Has your work ever been censored? If so, how did you deal with it?
There was an occasion where I hired a gallery to take some publicity shots of myself and my work. Because the minimum period of hire was 2 weeks it eventually turned into an exhibition. As the date of the show approached many of the paintings were still in need of some slight finishing and none had seen the light of day outside of my studio, but despite this the manager of the gallery telephoned me to enquire about the subject matter of the work. She had been forewarned by another public gallery manager that my work at that time could potentially be considered offensive or pornographic. Basically I just faced it out, ignored her requests to see the work in advance, took the work on the day of the hanging and showed them anyway.
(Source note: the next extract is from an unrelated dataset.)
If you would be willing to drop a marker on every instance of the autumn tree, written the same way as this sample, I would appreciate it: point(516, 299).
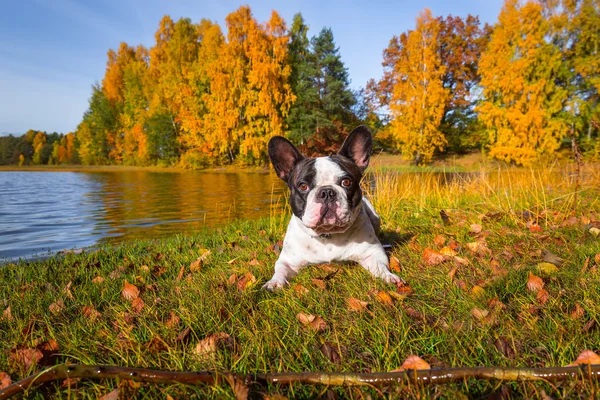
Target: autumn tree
point(419, 97)
point(522, 100)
The gallery insisted on putting up an A-board outside on the street to warn passing public that they might find some of the work offensive – accordingly I had more interest than I may otherwise have had. There seemed to be a problem with a male artist painting explicitly sexualized female nudes, particularly in the obsessed mindset of the manager involved. Ironically the equally sexualized male nudes (some were even masturbating) did not present the same problem. I did attempt to instigate a debate about her patronizing approach to the work which in her terms was either ‘misogynistic’ or ‘homoerotic’ depending on whether the work’s subject was male or female. The transgender and bisexual issues in some work were conveniently ignored and she hadn’t even heard of Camille Paglia, who at that time was a regular cultural comentator, so I walked away from the argument before I lost my temper.
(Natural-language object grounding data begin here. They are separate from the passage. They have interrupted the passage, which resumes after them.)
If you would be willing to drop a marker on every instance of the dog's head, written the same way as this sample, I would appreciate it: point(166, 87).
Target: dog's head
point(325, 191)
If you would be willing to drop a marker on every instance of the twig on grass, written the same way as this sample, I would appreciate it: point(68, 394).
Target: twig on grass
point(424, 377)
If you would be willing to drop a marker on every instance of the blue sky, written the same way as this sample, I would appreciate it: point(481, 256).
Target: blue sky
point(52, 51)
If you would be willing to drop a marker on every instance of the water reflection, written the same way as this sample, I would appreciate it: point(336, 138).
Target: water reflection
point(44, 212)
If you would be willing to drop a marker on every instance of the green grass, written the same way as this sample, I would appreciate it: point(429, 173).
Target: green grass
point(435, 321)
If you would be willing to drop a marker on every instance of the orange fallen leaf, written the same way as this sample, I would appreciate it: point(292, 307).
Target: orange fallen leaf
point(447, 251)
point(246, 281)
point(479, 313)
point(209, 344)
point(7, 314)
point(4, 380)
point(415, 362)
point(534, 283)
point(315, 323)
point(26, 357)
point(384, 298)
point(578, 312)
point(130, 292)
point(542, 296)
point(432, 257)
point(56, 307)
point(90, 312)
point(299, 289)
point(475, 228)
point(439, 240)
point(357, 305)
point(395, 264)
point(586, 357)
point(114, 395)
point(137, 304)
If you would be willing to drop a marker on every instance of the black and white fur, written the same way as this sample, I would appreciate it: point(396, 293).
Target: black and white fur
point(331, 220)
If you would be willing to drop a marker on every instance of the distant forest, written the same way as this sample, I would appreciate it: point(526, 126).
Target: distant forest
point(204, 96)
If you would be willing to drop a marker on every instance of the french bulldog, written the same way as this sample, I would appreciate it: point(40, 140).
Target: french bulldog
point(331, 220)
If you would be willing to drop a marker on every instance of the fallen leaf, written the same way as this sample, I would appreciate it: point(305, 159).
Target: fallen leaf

What was the toughest point in your career as an artist? Have you ever hit rock-bottom?
Any rejection from a gallery, public or private, is hard – but more so when they won’t even take the time to see the work. I can honestly say that I wouldn’t care about not selling my work – provided that I had the opportunity to at least show it. There was a period (mid 90s) when I was struggling (and failing) to get through the hoops put in your way to obtain public arts funding for a show in disused shop space. This tied up with the usual patronizing rejections from commercial galleries led me to destroy a huge amount of work in a bonfire one night. Another pointless gesture!
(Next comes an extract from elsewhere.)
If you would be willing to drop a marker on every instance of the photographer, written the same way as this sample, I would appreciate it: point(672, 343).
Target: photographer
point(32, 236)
Your writing is very honest and I empathize with much of it. Do you find this helps to express yourself in art?
When I get talking about art I tend not to shut up – writing it down is a way of having a rant without peoples’ eyes glazing over! I think the art should stand on its own without verbiage. I have a desire to write but I find it hard work.
I noticed a dislike of the pretentious upper class attitude in art (Turner Prize); do you find the general public is as involved with the arts as much as they should be?
The general public, sad to say, generally couldn’t give a toss about much contemporary ‘avant-garde’ art. To most people it’s about as important to them as football is to me. The singular difference is though, if I was sat down in front of a strange football game for the first time in my life, I could probably figure out what the bloody hell was going on and perhaps even the main stay of the rules. Sometimes even I have a job to figure out what’s going on in the art world – and I try and keep ahead of it. What chance do the public have? The art world isn’t helping itself in this respect – but the establishment is quite happy to maintain their supposed authority of the ‘informed’ elite. Incidentally, I don’t consider it an ‘upper’ class attitude, though it is certainly pretentious. I just consider it a deliberately exclusive attitude – and it tends to be more related to public art establishments and blue-chip private galleries.
You seem to enjoy challenging controversial issues such as pornography, what is your take on a milder subject such as landscapes? (question refers to my blog writing)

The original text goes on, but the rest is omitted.